Improving the Reusability of Research Software through Standardized Data Formats and Tool Interfaces

Challenge

In many fields, research involves the implementation of prototypal software tools. These tools are evaluated for correctness and efficiency by applying the to benchmarks, i.e. collections of problems with relevant metadata. In Software Engineering, a correctness checker for programs might be evaluated against a benchmark containing programs, formalized correctness properties and true-false-information. The more properties a tool can refute or prove correctly, the better it is. Reproducibility of experimental results is guaranteed – especially in Software Engineering – by artifacts that accompany scientific publications.

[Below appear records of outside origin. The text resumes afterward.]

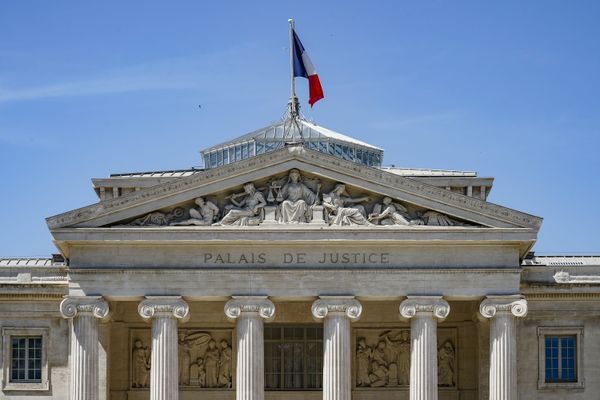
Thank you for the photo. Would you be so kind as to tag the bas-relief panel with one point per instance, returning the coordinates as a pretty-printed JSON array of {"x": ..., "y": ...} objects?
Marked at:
[
  {"x": 382, "y": 358},
  {"x": 296, "y": 198},
  {"x": 205, "y": 358}
]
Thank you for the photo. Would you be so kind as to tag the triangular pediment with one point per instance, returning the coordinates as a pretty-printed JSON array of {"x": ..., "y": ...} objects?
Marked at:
[{"x": 414, "y": 203}]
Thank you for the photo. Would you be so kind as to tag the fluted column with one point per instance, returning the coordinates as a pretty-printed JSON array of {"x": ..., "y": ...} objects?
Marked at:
[
  {"x": 502, "y": 311},
  {"x": 164, "y": 311},
  {"x": 250, "y": 312},
  {"x": 337, "y": 312},
  {"x": 424, "y": 313},
  {"x": 84, "y": 311}
]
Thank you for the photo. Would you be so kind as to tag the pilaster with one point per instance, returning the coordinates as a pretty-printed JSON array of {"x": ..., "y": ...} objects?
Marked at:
[
  {"x": 249, "y": 312},
  {"x": 424, "y": 313},
  {"x": 84, "y": 311},
  {"x": 164, "y": 311},
  {"x": 336, "y": 312},
  {"x": 502, "y": 311}
]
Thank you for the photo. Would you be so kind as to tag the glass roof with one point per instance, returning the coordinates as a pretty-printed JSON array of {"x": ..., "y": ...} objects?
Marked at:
[{"x": 275, "y": 136}]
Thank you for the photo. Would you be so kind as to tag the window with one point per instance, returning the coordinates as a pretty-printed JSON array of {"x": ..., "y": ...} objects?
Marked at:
[
  {"x": 25, "y": 366},
  {"x": 293, "y": 357},
  {"x": 560, "y": 357},
  {"x": 26, "y": 358}
]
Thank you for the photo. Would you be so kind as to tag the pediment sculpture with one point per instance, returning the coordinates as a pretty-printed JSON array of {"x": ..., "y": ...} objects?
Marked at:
[{"x": 296, "y": 199}]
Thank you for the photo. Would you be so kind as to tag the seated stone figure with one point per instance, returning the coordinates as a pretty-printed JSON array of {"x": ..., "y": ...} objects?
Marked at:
[
  {"x": 390, "y": 213},
  {"x": 204, "y": 215},
  {"x": 247, "y": 211},
  {"x": 297, "y": 200},
  {"x": 338, "y": 213}
]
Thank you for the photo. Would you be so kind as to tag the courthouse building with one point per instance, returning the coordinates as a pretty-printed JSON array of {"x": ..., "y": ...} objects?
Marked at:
[{"x": 295, "y": 266}]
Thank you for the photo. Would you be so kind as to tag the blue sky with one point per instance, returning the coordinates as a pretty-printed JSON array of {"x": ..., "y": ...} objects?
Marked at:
[{"x": 508, "y": 89}]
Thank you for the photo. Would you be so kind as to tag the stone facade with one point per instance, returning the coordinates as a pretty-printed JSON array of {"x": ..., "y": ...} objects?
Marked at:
[{"x": 298, "y": 275}]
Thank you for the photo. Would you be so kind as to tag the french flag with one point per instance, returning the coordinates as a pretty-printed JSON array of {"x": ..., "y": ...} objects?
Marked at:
[{"x": 303, "y": 68}]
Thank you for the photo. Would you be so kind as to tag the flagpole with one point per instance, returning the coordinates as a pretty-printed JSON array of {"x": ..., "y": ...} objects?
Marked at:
[{"x": 293, "y": 99}]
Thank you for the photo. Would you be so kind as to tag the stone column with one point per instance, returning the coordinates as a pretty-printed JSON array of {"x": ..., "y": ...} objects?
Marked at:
[
  {"x": 250, "y": 311},
  {"x": 337, "y": 312},
  {"x": 164, "y": 311},
  {"x": 84, "y": 311},
  {"x": 502, "y": 310},
  {"x": 424, "y": 313}
]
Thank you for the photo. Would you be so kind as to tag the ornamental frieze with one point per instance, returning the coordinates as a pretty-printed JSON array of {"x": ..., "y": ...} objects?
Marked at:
[
  {"x": 382, "y": 358},
  {"x": 205, "y": 358},
  {"x": 297, "y": 199}
]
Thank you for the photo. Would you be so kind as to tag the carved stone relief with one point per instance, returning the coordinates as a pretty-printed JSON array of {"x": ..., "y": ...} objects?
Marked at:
[
  {"x": 296, "y": 199},
  {"x": 205, "y": 358},
  {"x": 382, "y": 358},
  {"x": 140, "y": 364}
]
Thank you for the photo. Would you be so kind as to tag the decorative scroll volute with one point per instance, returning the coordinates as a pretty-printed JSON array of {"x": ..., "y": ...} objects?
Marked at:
[
  {"x": 435, "y": 305},
  {"x": 95, "y": 306},
  {"x": 337, "y": 305},
  {"x": 169, "y": 306},
  {"x": 492, "y": 305},
  {"x": 250, "y": 304}
]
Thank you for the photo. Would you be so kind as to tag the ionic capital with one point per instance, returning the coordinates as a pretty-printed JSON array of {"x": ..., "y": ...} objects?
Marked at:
[
  {"x": 347, "y": 305},
  {"x": 95, "y": 306},
  {"x": 164, "y": 306},
  {"x": 259, "y": 305},
  {"x": 415, "y": 305},
  {"x": 492, "y": 305}
]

A benchmark packages tools, benchmarks and execution scripts in a container (e.g., a virtual machine) and is usually archived on a platform like Zenodo.

To enable subsequent research projects, it is desirable to execute “historic” tools on new benchmarks as well as evaluate new tools on exiwsting benchmark suites. This would show both the evolution of tools as well as improve the quality of evaluation due to growing benchmarks sets the ability to perform direct comparisons against competing tools.

To enable such resue, we require archival formats for both tools and benchmarks that enables arbitratry combinations of both by mean of long-term usable interfaces. (In the ISSTA 2014 Artifact Evaluation Committee, we proposed the name “buildability” for this property, however, it has not yet been formalized.) This project aims to work towards such standards by proposing both interdisciplinary baseline standards for

  • tool packaging,
  • tool execution,
  • tool configuration,
  • problem packaging, and
  • problem metadata.

These will be combined with concrete, community-specific standards for specific types of configuration and metadata that will build on the baseline standard in a bottom-up mode. We plan to propose formats for three domains:

  • security analyses with a focus on taint analysis,
  • register automata analyses, and
  • autonomous driving with a focus on traffic scenarios and track definitions.

Funding

The project is supported by a NFDI4Ing Seed Fund.